京セラインダストリアルツールズ、軽量ベベラーなど造船向け電動工具拡充
- 投稿日時
- 2026/08/04 09:00
- 更新日時
- 2026/08/04 09:00
1.7kgの軽量設計
京セラインダストリアルツールズは、「第38回ものづくりワールド東京」(7月1~3日、東京ビッグサイト)において、今年発売予定のベベラー「LBV1030R」を初披露した。工具本体から制御回路などを切り離して専用コントローラーに集約した次世代電動工具「リンクコントロールシリーズ(Lシリーズ)」にラインナップを追加する。
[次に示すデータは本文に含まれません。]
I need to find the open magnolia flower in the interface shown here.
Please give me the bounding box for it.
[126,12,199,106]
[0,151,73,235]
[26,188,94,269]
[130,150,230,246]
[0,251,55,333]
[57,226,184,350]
Lシリーズは「コントローラー」「ケーブル」「工具」の独自の3ユニット構造により、工具部の重量を従来比最大50%軽量・コンパクト化する。LBV1030Rも、1.7キログラムという軽量設計ながら、造船分野などで求められるR3の面取り能力を誇る。最小板厚は9㍉。負荷時も安定して切削できるフィードバック制御や独自開発の高耐久チップを採用し、高い作業効率と切削性能の長寿命化を両立する。他にも、再起動防止などの安全機能も備える。
会場では実演も行った。同社 開発事業部マーケティング部マーケティング課責任者の小寺利英氏は「注力している造船分野で必須のベベラーがようやく揃った。既存のグラインダーなどと合わせ、削りから面取りまで一連の仕上げ工程をLシリーズでカバーできる。橋梁などでも同様の作業があるため、提案の幅を広げていきたい」とコメントした。